Depuis le coup d’État de 2022, le capitaine Ibrahim Traoré a serré la vis. Le régime a même annoncé qu’il voulait dissoudre les partis politiques, expliquant assumer le fait de ne pas être une démocratie. Mais derrière ces décisions politiques, ce sont des hommes et des femmes qui en souffrent. L’ONU continue de recevoir des alertes sur des disparitions forcées et des arrestations de journalistes ou de magistrats.
Volker Türk a été très direct sur l’impact de ces mesures : « Ce n’est pas un pas dans la bonne direction pour les droits humains du peuple du Burkina Faso ».
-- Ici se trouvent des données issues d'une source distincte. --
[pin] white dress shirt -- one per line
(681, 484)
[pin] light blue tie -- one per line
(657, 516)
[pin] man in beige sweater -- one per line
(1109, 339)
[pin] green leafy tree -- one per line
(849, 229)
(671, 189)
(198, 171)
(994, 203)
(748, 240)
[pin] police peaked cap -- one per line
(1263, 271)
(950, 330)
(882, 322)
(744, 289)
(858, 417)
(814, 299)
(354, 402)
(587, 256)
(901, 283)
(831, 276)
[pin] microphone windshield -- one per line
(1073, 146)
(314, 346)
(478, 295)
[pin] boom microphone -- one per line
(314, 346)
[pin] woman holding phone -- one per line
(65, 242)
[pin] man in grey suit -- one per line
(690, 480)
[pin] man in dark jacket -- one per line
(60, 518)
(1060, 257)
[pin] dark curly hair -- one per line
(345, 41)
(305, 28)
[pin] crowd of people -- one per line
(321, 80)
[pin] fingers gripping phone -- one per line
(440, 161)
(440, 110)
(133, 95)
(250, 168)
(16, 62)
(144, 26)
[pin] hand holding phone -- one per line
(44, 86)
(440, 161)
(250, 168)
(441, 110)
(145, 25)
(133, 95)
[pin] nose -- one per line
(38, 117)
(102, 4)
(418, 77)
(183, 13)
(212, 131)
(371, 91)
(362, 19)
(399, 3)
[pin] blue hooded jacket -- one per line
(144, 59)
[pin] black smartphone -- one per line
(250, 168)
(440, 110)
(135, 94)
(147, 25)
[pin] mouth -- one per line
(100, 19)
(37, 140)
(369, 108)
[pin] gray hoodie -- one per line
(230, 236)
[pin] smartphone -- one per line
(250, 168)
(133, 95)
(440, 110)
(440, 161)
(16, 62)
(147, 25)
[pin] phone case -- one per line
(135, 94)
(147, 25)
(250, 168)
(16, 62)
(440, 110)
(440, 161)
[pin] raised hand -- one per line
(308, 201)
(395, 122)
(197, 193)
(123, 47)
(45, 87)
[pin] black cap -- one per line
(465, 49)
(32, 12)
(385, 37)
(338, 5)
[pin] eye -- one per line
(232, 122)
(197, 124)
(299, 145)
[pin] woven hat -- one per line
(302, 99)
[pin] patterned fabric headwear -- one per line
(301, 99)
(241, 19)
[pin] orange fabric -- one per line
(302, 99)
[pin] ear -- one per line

Pour lui, on ne peut pas construire l’avenir d’un pays en excluant ceux qui pensent différemment. Il insiste sur le fait qu’une société a besoin de respirer pour être solide : « Un véritable espace civique et démocratique, permettant l’expression de voix pluralistes des partis et organisations politiques, et un Etat de droit renforcé sont essentiels à une paix, une sécurité et une cohésion sociale durables au Burkina Faso ».
L’ONU demande donc aux autorités de faire marche arrière sur les lois qui bloquent les libertés et de laisser l’aide humanitaire circuler librement. En décembre dernier, le gouvernement s’était engagé à respecter les droits humains. Aujourd’hui, le message du Haut-Commissaire est un rappel à l’ordre : ces promesses doivent devenir une réalité sur le terrain, et vite.
Au fond, cet appel de l’ONU est un rappel essentiel : aucune sécurité ne peut justifier que l’on étouffe la voix d’un peuple. Pour que le Burkina Faso retrouve sa force, il doit protéger ses citoyens autant que ses frontières. La vraie paix ne se gagne pas par le silence, mais par le respect de la dignité de chacun.